I finished my latest mystery and felt good that I'd been able to keep it at 90,000 words (my first novel was (until revised) 110,000 words. When I went back to revise my draft I realized I'd started Chapter 1 with my murder vic thinking about a wrong he'd committed against his best friend and, in fact, being alone in a fire tower (where he is murdered by being burned alive), trying to figure out how to make things right.
I like the beginning (it's only one section - about four paragraphs), but I became worried . I'd set up my novel's main conflict in this section, but in this section everything was happening inside my vic's head. No matter how I tried, and oh did I ever try, the story had to shake down with this beginning.
Questions:
Tags:
Dana, nobody better object. :-)
Seriously, I've worked that sucker over so many times I can't stand to read it now.
I hope the next novel's beginning isn't this psychologically damaging to me.
Degree of difficulty issue. An action scene, or crime scene, is of course the easy way to go, interior monologue the hard way. But it can be riveting if you got the skilz...
My opinion:
Today's reader decides on a book very quickly.
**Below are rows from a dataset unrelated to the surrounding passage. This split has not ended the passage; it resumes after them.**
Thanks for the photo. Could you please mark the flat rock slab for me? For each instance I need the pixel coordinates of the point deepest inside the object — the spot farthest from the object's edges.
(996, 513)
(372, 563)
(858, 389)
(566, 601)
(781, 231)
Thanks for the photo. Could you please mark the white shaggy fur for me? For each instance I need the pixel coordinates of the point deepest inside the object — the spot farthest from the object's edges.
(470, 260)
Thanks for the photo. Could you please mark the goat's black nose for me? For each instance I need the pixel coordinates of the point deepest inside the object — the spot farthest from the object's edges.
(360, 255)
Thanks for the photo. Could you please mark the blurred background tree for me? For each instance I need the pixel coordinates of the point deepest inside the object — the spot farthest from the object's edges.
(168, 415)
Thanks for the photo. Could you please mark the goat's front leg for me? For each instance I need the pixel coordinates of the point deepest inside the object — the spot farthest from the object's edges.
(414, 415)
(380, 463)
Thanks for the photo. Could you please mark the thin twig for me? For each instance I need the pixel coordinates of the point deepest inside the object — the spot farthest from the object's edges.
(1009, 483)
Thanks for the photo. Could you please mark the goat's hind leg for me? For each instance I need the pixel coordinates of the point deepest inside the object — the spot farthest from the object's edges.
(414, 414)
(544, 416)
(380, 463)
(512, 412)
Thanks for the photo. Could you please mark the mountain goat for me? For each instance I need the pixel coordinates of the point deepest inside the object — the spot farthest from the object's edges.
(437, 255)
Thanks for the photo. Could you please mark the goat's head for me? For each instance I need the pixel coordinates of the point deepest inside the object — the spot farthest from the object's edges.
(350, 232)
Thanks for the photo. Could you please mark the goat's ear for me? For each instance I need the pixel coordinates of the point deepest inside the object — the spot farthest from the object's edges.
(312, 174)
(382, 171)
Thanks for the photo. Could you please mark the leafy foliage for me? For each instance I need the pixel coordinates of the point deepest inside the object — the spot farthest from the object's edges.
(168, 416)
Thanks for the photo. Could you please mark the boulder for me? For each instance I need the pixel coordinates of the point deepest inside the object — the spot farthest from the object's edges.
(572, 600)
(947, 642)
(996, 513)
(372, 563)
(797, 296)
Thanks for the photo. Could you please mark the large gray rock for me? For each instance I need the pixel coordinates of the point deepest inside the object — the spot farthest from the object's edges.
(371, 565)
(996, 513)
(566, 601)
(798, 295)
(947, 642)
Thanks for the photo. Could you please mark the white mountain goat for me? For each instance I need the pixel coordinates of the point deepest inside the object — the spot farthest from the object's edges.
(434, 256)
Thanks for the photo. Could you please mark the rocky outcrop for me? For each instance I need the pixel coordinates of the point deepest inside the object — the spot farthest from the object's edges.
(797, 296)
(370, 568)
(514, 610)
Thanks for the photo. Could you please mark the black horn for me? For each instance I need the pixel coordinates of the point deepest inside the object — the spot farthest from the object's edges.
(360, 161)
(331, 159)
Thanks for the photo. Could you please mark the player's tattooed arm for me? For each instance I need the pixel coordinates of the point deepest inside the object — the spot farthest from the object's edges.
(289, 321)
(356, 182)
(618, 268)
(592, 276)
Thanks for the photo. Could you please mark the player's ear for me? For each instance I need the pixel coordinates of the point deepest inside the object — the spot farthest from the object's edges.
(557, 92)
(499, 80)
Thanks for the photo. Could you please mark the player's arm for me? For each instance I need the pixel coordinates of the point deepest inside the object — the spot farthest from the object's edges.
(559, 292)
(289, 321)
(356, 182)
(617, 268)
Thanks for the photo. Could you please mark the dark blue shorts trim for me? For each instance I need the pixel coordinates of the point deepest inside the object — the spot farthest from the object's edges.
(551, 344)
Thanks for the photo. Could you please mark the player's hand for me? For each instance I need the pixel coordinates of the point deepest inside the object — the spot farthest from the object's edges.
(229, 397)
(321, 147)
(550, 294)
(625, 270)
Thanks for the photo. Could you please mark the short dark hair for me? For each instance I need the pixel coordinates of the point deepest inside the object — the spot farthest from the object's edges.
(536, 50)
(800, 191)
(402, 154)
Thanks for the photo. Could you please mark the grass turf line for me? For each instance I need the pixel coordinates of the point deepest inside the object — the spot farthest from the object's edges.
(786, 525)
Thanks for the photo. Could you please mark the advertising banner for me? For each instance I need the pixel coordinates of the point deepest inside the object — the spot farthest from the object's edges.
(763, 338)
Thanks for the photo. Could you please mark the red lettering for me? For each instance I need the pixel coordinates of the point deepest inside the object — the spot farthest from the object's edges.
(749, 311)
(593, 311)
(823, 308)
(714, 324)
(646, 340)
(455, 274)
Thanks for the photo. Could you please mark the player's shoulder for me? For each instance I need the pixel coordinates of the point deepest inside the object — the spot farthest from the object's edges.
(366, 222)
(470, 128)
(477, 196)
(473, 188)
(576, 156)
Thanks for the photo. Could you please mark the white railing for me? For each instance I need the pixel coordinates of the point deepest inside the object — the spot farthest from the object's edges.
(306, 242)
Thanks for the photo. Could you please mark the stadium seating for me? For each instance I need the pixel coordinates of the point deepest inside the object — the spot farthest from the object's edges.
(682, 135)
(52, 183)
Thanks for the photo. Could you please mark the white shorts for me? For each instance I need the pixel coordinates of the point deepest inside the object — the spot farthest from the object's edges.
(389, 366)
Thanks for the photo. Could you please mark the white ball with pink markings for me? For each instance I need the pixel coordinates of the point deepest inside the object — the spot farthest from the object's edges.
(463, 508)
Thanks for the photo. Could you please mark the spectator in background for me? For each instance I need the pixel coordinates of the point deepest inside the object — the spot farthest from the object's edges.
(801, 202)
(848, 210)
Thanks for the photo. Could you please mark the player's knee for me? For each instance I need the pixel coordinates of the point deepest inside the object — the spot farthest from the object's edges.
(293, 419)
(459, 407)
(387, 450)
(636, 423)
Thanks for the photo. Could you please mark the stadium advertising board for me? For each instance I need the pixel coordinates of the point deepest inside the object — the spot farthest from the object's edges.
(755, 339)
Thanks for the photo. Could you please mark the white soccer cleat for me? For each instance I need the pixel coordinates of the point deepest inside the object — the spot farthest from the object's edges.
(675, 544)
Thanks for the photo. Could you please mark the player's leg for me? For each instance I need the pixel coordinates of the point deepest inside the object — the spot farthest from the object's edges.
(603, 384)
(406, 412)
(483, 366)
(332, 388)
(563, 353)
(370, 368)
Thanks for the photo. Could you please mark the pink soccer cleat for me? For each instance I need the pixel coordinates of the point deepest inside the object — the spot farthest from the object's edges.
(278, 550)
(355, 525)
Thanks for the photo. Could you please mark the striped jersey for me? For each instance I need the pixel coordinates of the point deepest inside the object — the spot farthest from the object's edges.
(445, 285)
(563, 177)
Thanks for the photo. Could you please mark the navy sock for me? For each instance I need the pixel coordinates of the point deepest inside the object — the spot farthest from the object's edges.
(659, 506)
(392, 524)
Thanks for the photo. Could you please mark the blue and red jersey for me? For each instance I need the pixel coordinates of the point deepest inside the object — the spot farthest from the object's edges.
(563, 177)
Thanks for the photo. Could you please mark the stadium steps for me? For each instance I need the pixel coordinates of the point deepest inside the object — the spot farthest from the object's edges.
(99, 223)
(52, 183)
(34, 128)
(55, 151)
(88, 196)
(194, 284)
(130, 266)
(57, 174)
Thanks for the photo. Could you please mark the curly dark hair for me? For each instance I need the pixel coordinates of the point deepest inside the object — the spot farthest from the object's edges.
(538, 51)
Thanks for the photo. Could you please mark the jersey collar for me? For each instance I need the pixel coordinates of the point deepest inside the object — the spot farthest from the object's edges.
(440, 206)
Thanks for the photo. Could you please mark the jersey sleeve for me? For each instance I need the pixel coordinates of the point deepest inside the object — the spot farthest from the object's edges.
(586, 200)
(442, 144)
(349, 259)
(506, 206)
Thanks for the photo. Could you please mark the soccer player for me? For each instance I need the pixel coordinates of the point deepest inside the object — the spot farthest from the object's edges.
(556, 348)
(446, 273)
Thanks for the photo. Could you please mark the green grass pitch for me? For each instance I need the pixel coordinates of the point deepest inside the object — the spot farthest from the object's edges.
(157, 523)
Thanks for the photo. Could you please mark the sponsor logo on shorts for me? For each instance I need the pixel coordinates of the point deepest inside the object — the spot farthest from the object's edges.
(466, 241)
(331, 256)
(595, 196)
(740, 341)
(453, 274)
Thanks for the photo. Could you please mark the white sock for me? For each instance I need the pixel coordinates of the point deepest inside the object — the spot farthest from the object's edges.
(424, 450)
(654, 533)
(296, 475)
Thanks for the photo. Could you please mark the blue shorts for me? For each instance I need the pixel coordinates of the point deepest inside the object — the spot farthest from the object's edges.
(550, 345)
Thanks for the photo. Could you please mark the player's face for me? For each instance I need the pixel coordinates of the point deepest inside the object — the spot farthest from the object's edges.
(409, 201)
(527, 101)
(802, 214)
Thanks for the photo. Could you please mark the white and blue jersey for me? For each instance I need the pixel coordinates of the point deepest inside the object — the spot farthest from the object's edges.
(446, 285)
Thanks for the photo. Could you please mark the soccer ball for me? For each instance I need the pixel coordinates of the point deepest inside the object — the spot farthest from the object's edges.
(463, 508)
One paragraph maybe or maybe just the title. Chapter One has to be really good. I believe Chapter One has several jobs to do.
1. Grab the reader immediately
2. Introduce the core conflict
3. Introduce the main character (at least by name. Ex: Lt. Theng-a-jeg says, "Call Jones, he's he only one who can solve something like this.)
4. Throw the reader head first into the action.
5. Make you want to read Chapter 2.
I think backstory is better introduced in later chapters.
To answer your question without benefit of reading your chapter. It sounds boring. And that is the greatest sin we, as writers, can commit. We must thrill them to get them to Chapter 2.
My opinion, hope it isn't too harsh.
Agree with #1 and #5
Would agree with #2 if it read "Introduce SOME conflict" because there's such a thing as bridging conflict, which can satisfy the reader until the core conflict is introduced.
#3 would be nice, but it's not essential. Most novels that open with a prologue, for example, don't introduce the main character in it.
And #4 strikes me as the most formulaic of the bunch. How many classic novels would we have to toss out if this rule was a requirement? As for contemporary novels, I could point to a lot of mysteries that open without action. Thrillers generally do open with action, though. Maybe this is a genre issue.